Structural Nanocrystalline Materials: Mechanical properties of structural nanocrystalline materials – theory and simulations

Introduction The rapidly growing scientific and technological interest in structural nanocrystalline bulk materials and coatings arises from their outstanding mechanical properties opening a range of new applications; see, for example, reviews (Koch et al. , 1999; Gleiter, 2000; Gutkin et al. , 2001; Mohamed and Li, 2001; Padmanabhan, 2001; Veprek and Argon, 2002; Kumar et al. , 2003a; Milligan, 2003; Ovid'ko, 2004; Valiev, 2004; Chokshi and Kottada, 2006; Han et al. , 2005; Ovid'ko, 2005a, b; Wolf et al. , 2005) and books (Roco et al. , 2000; Chow et al. , 2000; Farkas et al. , 2001; Berndt et al. , 2003; Komarneni et al. , 2003; Gutkin and Ovid'ko, 2004a). These outstanding mechanical properties are caused by the interface and nanoscale effects associated with structural peculiarities of nanocrystalline materials where the volume fraction of the interfacial phase is extremely high, and grain size d does not exceed 100 nm.
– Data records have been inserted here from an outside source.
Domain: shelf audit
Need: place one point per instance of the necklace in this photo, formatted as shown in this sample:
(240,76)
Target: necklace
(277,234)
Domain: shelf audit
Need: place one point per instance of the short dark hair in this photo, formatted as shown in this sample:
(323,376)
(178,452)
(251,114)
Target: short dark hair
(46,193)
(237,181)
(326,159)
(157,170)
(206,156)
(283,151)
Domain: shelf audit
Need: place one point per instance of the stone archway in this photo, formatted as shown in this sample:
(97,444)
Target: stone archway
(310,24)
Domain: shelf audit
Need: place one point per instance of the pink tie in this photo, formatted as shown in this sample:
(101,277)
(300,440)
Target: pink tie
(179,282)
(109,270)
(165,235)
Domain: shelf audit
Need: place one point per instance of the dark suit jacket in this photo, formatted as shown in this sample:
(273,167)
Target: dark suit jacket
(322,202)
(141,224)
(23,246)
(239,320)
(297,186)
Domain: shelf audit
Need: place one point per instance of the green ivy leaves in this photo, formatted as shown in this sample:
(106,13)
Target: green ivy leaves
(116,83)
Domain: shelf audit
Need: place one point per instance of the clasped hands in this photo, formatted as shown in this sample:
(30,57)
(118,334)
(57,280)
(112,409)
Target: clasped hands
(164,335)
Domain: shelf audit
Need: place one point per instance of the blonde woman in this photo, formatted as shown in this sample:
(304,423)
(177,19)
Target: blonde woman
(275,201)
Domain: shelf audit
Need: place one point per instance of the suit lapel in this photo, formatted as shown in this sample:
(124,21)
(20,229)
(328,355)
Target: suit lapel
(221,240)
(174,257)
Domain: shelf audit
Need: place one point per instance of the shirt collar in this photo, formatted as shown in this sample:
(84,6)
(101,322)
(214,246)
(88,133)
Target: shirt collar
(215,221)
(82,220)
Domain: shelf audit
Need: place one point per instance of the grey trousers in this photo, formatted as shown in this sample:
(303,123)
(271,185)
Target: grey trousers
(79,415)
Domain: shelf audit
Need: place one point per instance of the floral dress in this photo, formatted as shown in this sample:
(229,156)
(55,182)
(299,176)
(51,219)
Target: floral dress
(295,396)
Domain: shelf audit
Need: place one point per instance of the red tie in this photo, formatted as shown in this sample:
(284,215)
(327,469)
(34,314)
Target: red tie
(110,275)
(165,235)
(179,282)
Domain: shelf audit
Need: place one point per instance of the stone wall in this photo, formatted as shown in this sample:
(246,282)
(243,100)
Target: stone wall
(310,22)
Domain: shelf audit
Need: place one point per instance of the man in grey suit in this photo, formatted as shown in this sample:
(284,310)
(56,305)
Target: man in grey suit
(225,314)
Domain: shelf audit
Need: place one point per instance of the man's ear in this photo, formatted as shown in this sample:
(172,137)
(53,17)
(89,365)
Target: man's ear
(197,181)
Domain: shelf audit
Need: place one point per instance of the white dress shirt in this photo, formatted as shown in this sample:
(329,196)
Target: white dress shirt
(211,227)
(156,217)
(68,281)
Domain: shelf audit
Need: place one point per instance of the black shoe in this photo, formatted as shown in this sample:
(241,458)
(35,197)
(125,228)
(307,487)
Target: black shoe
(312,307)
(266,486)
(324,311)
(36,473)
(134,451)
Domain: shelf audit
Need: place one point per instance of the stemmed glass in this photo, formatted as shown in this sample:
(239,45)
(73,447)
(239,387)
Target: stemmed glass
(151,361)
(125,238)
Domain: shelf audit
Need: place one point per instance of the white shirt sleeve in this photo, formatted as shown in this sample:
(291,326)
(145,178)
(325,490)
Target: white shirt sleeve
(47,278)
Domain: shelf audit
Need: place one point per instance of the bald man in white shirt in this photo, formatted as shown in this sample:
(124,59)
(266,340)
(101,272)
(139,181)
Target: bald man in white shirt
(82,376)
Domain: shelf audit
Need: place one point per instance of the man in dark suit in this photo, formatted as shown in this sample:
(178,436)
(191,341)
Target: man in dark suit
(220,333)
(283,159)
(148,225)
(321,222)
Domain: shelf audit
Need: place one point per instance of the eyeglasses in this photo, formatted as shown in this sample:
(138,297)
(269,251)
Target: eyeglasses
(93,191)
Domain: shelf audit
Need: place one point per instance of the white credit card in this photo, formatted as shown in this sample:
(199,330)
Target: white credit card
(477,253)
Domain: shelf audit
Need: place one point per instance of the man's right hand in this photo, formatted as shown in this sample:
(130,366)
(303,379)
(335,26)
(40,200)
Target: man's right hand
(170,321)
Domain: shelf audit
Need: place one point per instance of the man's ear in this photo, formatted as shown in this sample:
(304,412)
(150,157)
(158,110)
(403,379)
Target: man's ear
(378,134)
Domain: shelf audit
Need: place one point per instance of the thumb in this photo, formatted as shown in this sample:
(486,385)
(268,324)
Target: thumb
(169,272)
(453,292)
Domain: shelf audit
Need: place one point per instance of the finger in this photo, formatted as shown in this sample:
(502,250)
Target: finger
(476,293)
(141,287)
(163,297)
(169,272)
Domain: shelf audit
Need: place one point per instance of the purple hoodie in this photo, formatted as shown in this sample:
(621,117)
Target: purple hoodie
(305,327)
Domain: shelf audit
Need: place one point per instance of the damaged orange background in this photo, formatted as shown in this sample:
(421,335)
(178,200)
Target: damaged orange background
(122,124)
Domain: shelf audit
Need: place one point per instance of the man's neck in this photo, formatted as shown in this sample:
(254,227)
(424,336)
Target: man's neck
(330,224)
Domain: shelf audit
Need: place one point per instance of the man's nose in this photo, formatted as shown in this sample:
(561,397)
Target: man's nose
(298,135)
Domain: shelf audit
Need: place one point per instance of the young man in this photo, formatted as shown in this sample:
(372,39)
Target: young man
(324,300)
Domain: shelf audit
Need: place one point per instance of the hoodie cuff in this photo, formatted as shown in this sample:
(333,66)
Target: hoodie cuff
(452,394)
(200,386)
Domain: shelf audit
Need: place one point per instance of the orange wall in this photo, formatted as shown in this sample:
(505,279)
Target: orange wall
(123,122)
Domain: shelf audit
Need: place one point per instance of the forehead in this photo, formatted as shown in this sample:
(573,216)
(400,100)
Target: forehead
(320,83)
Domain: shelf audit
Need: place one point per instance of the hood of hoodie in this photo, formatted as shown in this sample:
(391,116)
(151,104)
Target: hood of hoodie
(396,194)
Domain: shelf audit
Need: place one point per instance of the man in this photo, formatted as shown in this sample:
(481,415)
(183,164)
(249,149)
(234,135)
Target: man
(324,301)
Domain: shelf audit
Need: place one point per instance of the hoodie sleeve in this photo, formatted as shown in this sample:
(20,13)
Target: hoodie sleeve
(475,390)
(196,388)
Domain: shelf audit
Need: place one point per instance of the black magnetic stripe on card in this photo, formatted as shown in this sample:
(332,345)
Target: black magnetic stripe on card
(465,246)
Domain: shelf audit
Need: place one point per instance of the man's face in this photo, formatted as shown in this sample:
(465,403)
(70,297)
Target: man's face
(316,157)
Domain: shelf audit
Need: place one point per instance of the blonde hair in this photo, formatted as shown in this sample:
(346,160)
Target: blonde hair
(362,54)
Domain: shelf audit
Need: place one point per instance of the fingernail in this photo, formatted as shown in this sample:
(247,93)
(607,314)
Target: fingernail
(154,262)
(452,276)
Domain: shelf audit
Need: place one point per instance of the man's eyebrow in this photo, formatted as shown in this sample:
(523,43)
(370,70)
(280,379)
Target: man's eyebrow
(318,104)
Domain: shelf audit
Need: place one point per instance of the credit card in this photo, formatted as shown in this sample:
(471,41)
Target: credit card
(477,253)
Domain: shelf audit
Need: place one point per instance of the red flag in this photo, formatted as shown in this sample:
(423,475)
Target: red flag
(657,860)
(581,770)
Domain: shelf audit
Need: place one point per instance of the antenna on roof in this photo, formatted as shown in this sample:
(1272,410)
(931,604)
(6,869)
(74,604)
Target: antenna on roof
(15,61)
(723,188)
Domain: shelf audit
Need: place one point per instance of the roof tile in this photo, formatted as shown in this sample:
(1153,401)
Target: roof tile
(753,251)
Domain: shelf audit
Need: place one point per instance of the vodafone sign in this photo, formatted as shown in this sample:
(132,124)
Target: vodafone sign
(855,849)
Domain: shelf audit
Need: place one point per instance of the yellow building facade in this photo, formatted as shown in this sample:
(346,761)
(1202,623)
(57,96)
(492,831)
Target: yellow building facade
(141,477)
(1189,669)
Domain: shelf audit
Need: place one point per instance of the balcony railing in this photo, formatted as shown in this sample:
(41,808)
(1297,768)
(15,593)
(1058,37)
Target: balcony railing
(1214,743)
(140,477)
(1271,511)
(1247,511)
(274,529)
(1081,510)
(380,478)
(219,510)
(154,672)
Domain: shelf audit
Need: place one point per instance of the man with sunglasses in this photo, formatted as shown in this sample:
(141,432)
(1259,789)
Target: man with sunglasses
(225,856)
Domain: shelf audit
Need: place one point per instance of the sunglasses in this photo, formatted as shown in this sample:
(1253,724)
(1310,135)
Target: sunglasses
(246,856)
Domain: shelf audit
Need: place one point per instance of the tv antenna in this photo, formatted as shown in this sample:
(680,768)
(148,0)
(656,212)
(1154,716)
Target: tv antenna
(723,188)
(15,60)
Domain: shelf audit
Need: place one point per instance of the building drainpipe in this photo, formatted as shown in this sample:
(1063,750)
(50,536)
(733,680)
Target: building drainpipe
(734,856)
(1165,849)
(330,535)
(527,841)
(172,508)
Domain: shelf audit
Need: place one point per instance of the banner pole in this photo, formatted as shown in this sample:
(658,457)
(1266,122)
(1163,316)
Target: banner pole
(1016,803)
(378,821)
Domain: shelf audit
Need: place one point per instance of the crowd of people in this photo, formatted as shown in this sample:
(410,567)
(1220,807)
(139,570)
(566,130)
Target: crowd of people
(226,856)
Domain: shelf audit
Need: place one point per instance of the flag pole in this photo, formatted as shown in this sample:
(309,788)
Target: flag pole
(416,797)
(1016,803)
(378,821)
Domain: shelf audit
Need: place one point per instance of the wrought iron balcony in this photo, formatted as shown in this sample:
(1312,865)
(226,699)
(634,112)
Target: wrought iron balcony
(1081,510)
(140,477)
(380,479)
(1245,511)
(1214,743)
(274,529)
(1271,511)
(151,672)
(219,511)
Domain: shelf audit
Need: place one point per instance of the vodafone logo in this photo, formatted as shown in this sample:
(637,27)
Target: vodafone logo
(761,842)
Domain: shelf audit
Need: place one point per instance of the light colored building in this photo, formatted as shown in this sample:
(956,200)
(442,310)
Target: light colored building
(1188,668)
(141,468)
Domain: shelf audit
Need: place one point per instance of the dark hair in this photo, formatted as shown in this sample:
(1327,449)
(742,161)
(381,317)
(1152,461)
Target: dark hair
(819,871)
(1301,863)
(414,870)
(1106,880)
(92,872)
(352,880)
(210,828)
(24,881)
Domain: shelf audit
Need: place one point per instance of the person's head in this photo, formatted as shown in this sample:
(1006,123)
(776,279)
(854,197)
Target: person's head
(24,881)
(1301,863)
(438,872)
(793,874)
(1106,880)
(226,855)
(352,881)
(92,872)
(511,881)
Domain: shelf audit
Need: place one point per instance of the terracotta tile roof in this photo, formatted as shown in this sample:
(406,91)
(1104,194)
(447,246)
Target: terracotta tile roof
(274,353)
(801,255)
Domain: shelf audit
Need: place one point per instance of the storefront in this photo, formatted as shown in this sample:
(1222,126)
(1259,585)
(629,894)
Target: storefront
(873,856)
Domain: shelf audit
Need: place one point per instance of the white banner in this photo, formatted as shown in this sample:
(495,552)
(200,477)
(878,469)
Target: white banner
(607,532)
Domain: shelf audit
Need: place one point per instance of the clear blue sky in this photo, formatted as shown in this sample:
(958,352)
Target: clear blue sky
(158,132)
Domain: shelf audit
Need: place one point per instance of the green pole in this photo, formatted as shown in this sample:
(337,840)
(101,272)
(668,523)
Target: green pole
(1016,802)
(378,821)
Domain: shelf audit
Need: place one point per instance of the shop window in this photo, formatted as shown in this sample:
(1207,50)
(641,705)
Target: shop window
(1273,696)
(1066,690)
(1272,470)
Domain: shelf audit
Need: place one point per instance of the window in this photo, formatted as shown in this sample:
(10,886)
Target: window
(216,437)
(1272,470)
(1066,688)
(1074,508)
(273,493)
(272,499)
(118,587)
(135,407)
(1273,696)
For instance, nanocrystalline bulk materials and coatings often exhibit extremely high strength, superhardness and good fatigue resistance desired for numerous applications; see Chapter 4 and the literature (Siegel and Fougere, 1995; Hahn and Padmanabhan, 1995; Koch et al. , 1999; Gleiter, 2000; Gutkin et al. , 2001; Mohamed and Li, 2001; Niederhofer et al. , 2001; Padmanabhan, 2001; Veprek and Argon, 2002; Kumar et al. , 2003a; Milligan, 2003; Patscheider, 2003; Valiev, 2004; Chokshi and Kottada, 2006; Han et al. , 2005; Ovid'ko, 2005a, b; Wolf et al. , 2005). At the same time, in most cases, nanocrystalline materials show low tensile ductility at room temperature, which essentially limits their practical utility.